¡Esta sí que es Argentina!


Durante años, Viktor Orbán cultivó una imagen de hombre austero. El dirigente ultraderechista húngaro que se presentaba como defensor de la nación, enemigo de las élites globales y custodio de las tradiciones occidentales parecía habitar, al menos en el discurso, una especie de república de la sobriedad. Después vinieron las fotografías aéreas.

Las investigaciones periodísticas comenzaron a mostrar propiedades cada vez más difíciles de explicar. Residencias monumentales, complejos rurales que parecían pequeños principados, círculos empresariales florecientes y una geografía de privilegios que crecía alrededor del poder como la hiedra alrededor de un castillo.

La historia no es nueva. El poder suele desarrollar una particular alergia a la modestia. Lo novedoso es la creatividad que despliegan algunos dirigentes cuando llega el momento de explicar de dónde salió todo.

Orbán, según cuentan las crónicas europeas, al menos mantuvo cierta elegancia arquitectónica. Hubo campos, mansiones, propiedades familiares, empresarios amigos y una estética del poder que intentó confundirse con el paisaje.

En cambio, de este lado del charco, los pichones de ultraderecha parecen haber optado por caminos más “minimalistas”. Entonces, mientras en Hungría las sospechas obligan a examinar hectáreas enteras, aquí basta con revisar la capacidad de almacenamiento de un dispositivo USB.

La reciente explicación patrimonial de Manuel Adorni, incorporando un pendrive que contendría criptomonedas adquiridas años atrás, constituye probablemente una innovación política de alcance internacional. El viejo continente produjo oligarcas, magnates y constructores de palacios. La nueva escuela libertaria produce archivos portátiles.

Es una adaptación a los tiempos conforme la escala tercermundista.

En su brillantez, Adorni habrá pensado: “¿Por qué ocultar una fortuna detrás de muros de piedra cuando puede guardarse en el bolsillo del pantalón?”. 

La ultraderecha internacional suele admirar a Orbán como quien contempla a un veterano y sabio general.

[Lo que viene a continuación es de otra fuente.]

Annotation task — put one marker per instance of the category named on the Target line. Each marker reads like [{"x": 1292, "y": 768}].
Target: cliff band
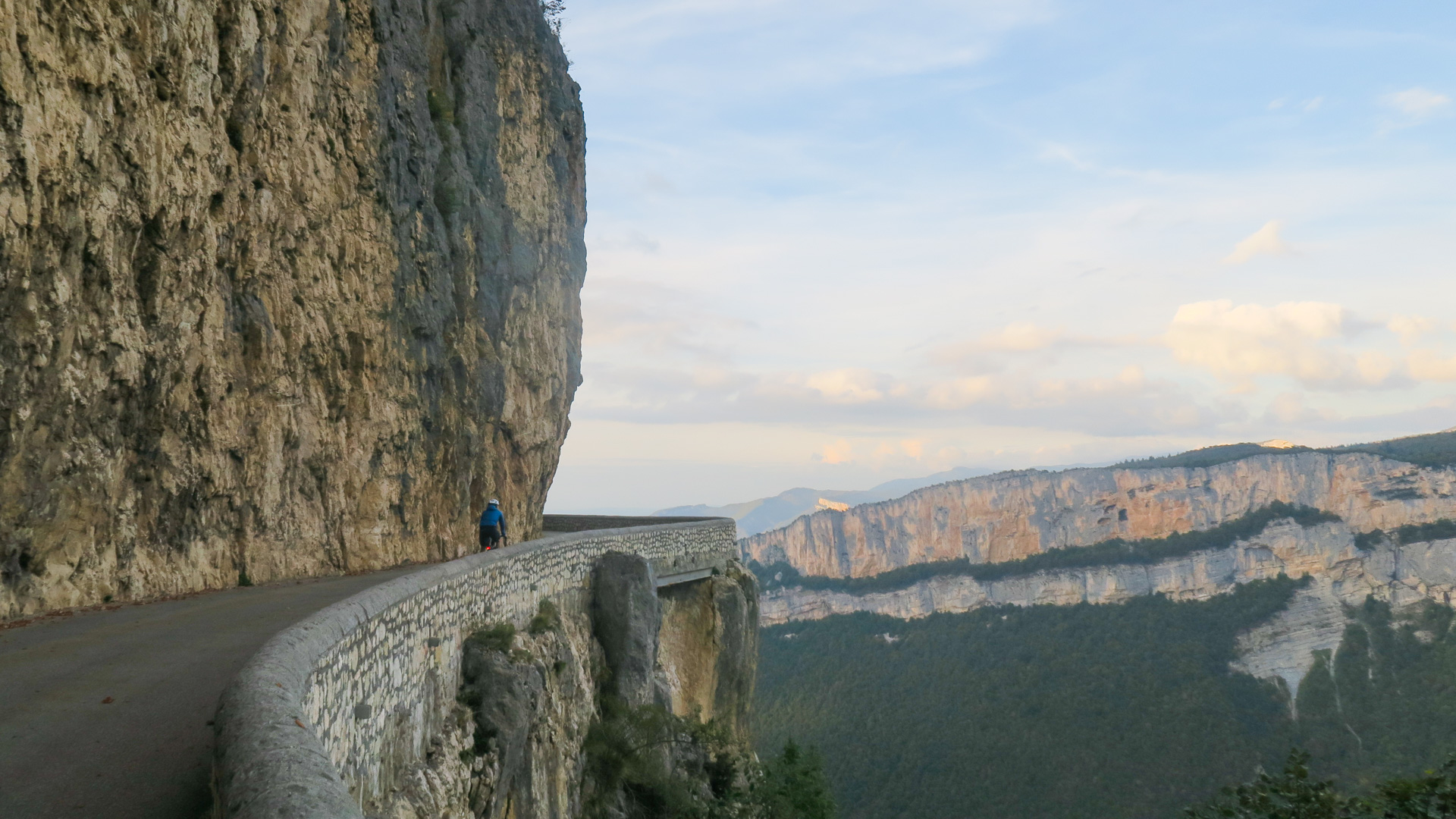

Lo observan buscando recetas, fórmulas y métodos. Quieren reproducir su éxito político. Lo que quizá no advierten es que también están copiando una tradición mucho más antigua: la irresistible atracción que ejerce el poder sobre los bienes materiales.

Los discursos cambian, los símbolos y también las banderas. Lo que rara vez cambia es la velocidad con la que algunos dirigentes descubren las ventajas económicas de administrar el Estado mientras denuncian los privilegios de los demás. Existe una ironía particularmente sabrosa en este fenómeno.

Es que los mismos espacios políticos que construyen su identidad alrededor de la denuncia de las castas terminan dedicando una enorme cantidad de energía a explicar patrimonios, propiedades, contratos, viajes, amigos favorecidos o repentinas prosperidades.

La casta siempre es el otro. Nunca sus funcionarios, sus aliados. Nunca sus empresarios cercanos.

En ese sentido, Orbán y sus admiradores argentinos parecen compartir una misma filosofía involuntaria: la transparencia no consiste en no generar sospechas, sino en desarrollar explicaciones cada vez más imaginativas para responderlas.

Europa exhibe monumentales castillos. Argentina ofrece dispositivos de almacenamiento. Es que cada país adapta sus instituciones a los recursos disponibles. Y es que no podemos decir que Hungría sea precisamente una potencia europea.

Pero quizá allí resida la verdadera modernización del Estado: ya no hacen falta bóvedas, ni cajas fuertes, ni habitaciones secretas. Ahora alcanza con un pequeño rectángulo de plástico capaz de contener toda una explicación patrimonial. 

Somos un país donde alguna vez algún ex -e importante- funcionario fue hallado tirando bolsos en un convento. ¿Cómo no pudimos imaginar que otro podría explicar su riqueza con lo que contiene un pendrive?

Parafraseando a Luca: ¡Esta sí que es Argentina!